Corporate transparency is “critical” during conflicts and wars amid growing expectations over conflict-sensitive due diligence, according to the Global Reporting Initiative (GRI).

In a policy paper, the GRI says businesses increasingly need to be transparent about their activities and supply chains in regions at risk of conflict or war.

But Peter Paul van de Wijs, chief policy officer at the GRI, said “there is no ‘one-size-fits-all’ approach”.

“Each company will have specific impacts to consider related to the nature of the conflict, their business model and presence of staff in the conflict area,” he said.

“Through stakeholder engagement and a comprehensive assessment of what’s relevant in a conflict, the GRI Standards enable organisations to understand their impact, which is the starting point for a well-considered response strategy. Transparency brings accountability; it’s what turns the guidelines on due diligence into powerful tools that facilitate action,” he added.

Setting out new advice for companies, in line with intergovernmental guidelines from the UN and OECD, GRI listed five essential pointers for corporate due diligence during conflict:

  • Due diligence requires continuous communication: Companies need to regularly monitor changes to risks and impacts – from the conflict itself, and through their activities and operations. Maintaining close contact with key stakeholders – such as staff, business partners and local communities – is essential.
  • Actions depend on the nature of the company and the conflict: Conflicts can emerge or change dynamically and businesses need to be ready to reassess decisions on mitigating measures. For example, national conflicts can spread internationally, or areas of operations might switch from government control to armed non-state groups. That means risk assessment, including human rights due diligence, is not a one-off exercise.
  • Information is needed from multiple external sources: The ability to carry out full, conflict-sensitive risk and impact assessments may be challenging or impossible. Input from civil society actors, such as NGOs or human rights defenders, helps build a picture of the reality on the ground, while highlighting information gaps that need to be addressed.
  • Recognition that tough decisions can be required: A company may face contrasting demands from different stakeholder groups – such as employees, communities and consumers.
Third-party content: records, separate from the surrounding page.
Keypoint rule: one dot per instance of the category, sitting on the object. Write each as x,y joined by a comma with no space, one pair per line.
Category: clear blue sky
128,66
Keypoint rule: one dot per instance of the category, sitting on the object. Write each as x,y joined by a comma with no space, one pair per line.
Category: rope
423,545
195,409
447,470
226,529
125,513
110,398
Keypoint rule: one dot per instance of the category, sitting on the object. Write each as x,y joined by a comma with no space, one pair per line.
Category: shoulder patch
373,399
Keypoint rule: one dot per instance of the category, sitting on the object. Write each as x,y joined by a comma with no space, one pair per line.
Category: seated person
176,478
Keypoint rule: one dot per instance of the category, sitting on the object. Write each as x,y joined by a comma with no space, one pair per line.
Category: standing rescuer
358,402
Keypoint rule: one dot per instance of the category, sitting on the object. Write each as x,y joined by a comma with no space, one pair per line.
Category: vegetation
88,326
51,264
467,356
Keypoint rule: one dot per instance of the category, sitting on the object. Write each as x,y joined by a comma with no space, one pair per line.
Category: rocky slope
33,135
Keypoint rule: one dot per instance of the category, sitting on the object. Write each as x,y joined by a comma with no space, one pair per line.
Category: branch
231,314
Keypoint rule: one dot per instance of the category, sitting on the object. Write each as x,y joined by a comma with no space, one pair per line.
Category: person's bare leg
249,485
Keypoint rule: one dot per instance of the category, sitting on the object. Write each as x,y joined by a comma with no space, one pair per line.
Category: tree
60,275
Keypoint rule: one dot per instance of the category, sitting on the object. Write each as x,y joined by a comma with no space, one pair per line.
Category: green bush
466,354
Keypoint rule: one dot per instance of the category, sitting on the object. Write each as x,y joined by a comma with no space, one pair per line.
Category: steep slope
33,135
For example, how a business balances the international reputational damage associated with their presence in an area of conflict with their responsibilities locally towards those who rely on their goods, services or employment.
  • Exiting a conflict-affected area brings obligations: Reaching a decision to cease operations needs risk assessment that involves and engages employees, local communities and human rights defenders. For example, identifying steps to ensure local staff receive income for the duration of the crisis, or capacity-building to mitigate the loss of employment.

Andrea Pradilla, director of GRI Latin America, said: “When you are working in a conflict, or you’re trying to build peace, it’s essential to create wide-ranging, multi-stakeholder partnerships. That takes time and commitment, but it’s the only way forward.”

Drawing on her experience of working in Colombia, Pradilla added that companies operating in the country “began to see GRI reporting as about more than just ‘a report’”.

“It became a way to communicate with stakeholders and tell the story of how they were navigating this complex context. Reports stopped being a monologue and became a dialogue,” she said.